During those rare free time that I got, I search on the net for solutions. When my SIL talked about an osteopath and after reading reactions from the net, I thought I need to give it a try.

It's been 5 days now after our visit to the osteopath. Kyla regurgitates less, sleeps longer and could stay awake for an hour, observing things around her. Whoa! That's a big change. She still cries of course, but I could now decode the meaning of her cries. I could now attend to what she really needs. Calm is slowly gaining place at home. Louna is now enjoying her sister's company. What a joy!

A Month and a Half Later..

Posted by Analyse at 2:38 PM

Thursday, November 06, 2008

During times when Kyla cries unconsolably and I start to cry myself, I wish time flies faster so she could be older and fill our house with laughter - just 6 months older would be perfect. But reality hits me big time when I think that I need to get back to work end of December - that's just too soon. I need to remind myself that the little miss won't stay this small forever and I need to take advantage, especially now that she starts to smile and focus on objects infront of her.

But the little angel is giving me a real hard time. She's regurgitating a lot and that wakes her up most of the time. She's got an agitated sleep too. Even the smallest of noise could wake her up. All that results to a fussy Kyla who lacks sleep which she badly needs for her development.

We brought her to an osteopath yesterday who did a series of massage particularly on her head. He apparently put all nerves which help in digestion in place to spare Kyla from any discomfort. The result could be observed progressively but so far, so good. Proof is, I could blog!
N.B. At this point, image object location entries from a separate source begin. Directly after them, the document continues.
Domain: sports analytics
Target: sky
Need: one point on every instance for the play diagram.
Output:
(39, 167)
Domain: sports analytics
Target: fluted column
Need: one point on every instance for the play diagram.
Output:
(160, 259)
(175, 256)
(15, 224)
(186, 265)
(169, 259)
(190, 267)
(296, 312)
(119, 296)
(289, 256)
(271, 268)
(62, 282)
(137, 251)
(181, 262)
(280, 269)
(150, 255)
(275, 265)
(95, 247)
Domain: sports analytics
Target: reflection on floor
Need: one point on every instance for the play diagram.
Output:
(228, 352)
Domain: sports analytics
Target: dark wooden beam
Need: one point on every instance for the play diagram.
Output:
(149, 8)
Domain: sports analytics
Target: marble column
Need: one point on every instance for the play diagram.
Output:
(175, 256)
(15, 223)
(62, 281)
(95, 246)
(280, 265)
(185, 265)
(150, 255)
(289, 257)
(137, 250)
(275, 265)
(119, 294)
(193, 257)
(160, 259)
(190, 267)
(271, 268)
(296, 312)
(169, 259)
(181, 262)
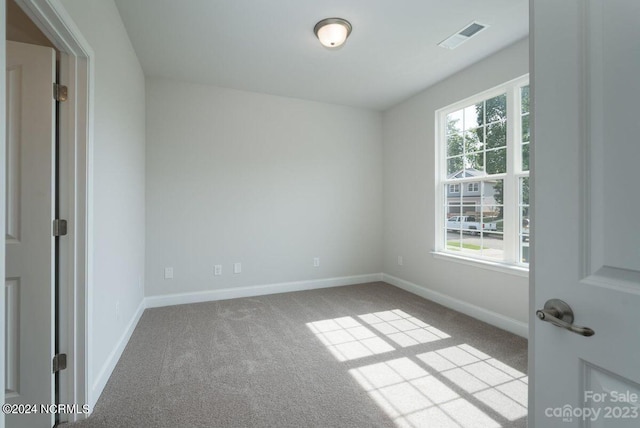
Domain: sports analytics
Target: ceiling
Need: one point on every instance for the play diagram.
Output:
(268, 46)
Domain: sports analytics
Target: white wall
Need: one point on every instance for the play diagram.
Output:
(409, 186)
(3, 162)
(267, 181)
(118, 184)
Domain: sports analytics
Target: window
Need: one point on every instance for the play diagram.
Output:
(483, 153)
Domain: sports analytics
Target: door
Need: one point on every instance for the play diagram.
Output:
(586, 236)
(29, 241)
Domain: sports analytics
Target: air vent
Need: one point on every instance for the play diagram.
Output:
(462, 36)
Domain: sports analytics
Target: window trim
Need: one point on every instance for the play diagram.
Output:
(511, 177)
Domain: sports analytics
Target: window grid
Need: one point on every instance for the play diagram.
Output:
(485, 149)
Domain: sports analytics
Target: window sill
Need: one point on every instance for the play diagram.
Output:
(483, 264)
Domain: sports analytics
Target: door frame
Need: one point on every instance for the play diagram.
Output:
(76, 194)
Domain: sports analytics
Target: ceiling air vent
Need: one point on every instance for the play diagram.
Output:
(462, 36)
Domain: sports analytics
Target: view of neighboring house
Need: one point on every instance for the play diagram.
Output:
(472, 197)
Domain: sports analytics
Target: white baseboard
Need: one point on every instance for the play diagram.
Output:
(113, 358)
(257, 290)
(509, 324)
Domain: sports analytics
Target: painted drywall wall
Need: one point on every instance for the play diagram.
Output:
(409, 192)
(118, 184)
(266, 181)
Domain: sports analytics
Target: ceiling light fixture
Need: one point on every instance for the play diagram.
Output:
(332, 32)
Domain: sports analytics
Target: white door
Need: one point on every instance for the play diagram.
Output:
(586, 239)
(29, 241)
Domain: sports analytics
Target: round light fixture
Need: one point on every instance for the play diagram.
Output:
(332, 32)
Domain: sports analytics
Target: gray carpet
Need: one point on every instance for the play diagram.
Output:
(368, 355)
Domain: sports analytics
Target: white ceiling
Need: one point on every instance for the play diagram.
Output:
(268, 45)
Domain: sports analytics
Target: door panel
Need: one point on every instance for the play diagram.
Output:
(29, 242)
(586, 154)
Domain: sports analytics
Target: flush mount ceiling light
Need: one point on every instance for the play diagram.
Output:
(332, 32)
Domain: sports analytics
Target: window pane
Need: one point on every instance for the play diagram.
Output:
(524, 96)
(497, 135)
(473, 116)
(473, 140)
(525, 157)
(497, 161)
(474, 164)
(524, 191)
(496, 108)
(492, 200)
(454, 165)
(525, 129)
(454, 122)
(455, 145)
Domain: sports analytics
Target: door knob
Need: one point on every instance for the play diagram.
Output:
(558, 313)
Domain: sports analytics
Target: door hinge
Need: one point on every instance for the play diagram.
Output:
(59, 362)
(59, 227)
(59, 92)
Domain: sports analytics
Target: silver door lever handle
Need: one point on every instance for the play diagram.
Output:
(560, 314)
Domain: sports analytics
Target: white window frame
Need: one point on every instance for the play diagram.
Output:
(511, 196)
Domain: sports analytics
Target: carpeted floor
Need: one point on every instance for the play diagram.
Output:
(368, 355)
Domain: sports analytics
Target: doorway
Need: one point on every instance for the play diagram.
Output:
(50, 25)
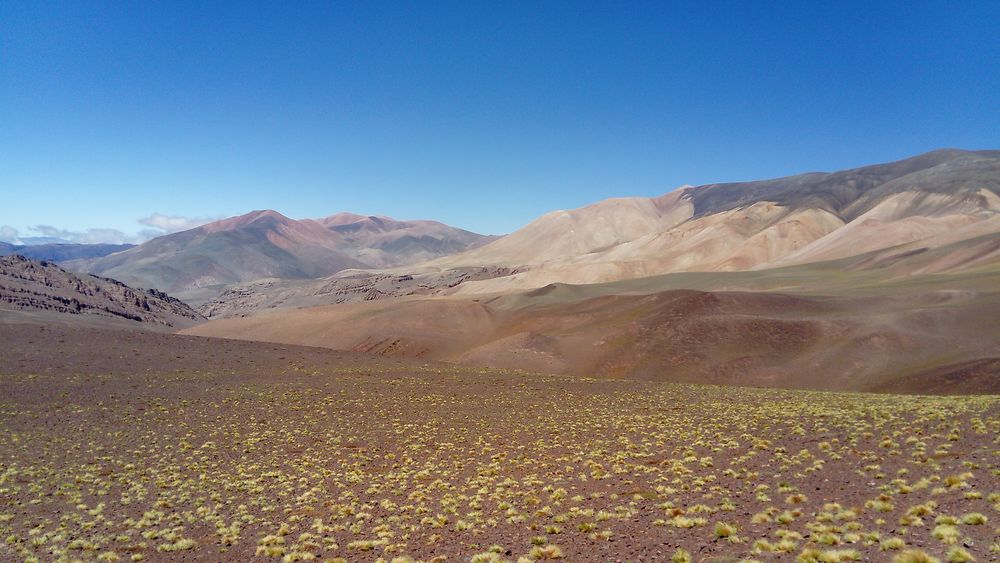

Ambiance at home is starting to get more harmonious than it was when Kyla just arrived at home. Louna got used to having her sister around and jealousy, I should say, is a thing of the past now. She's even becoming a protective sister, not wanting to bring her sister to her pediatrician because the doctor will just do some injections, as how she puts it. Yesterday, when the osteopath was massaging Kyla, Louna wanted me to take Kyla in my arms because the doctor made her sister cry. When I explained that the doctor needed to do the massage so Kyla could stop crying, she just contented herself in asking the doctor not to break her sister. That's just so sweet.

Yesterday, I submitted my request to work part-time to my employer. Since there's no school on Wednesdays, I'll take this day off so I could spend time with my daughters. The boss of my boss was apparently surprised and worried because he'll have less employee of my decision but finally signed the request. He even told Frenchguy that I'd be working on subjects which won't oblige me to travel at least for the coming year. That's cool.

It's Louna's 3rd birthday this Saturday. She already blew her candles last week when the family was here but I would still bake something for her tomorrow as she would be celebrating her birthday at school with her classmates. We would then bring her to an attraction park this weekend. That would be her birthday gift she already have a lot of toys and books, tired of picking them up one by one, the big girl is not arranging her stuffs!

Louna blowing her candles while showing her age with her fingers.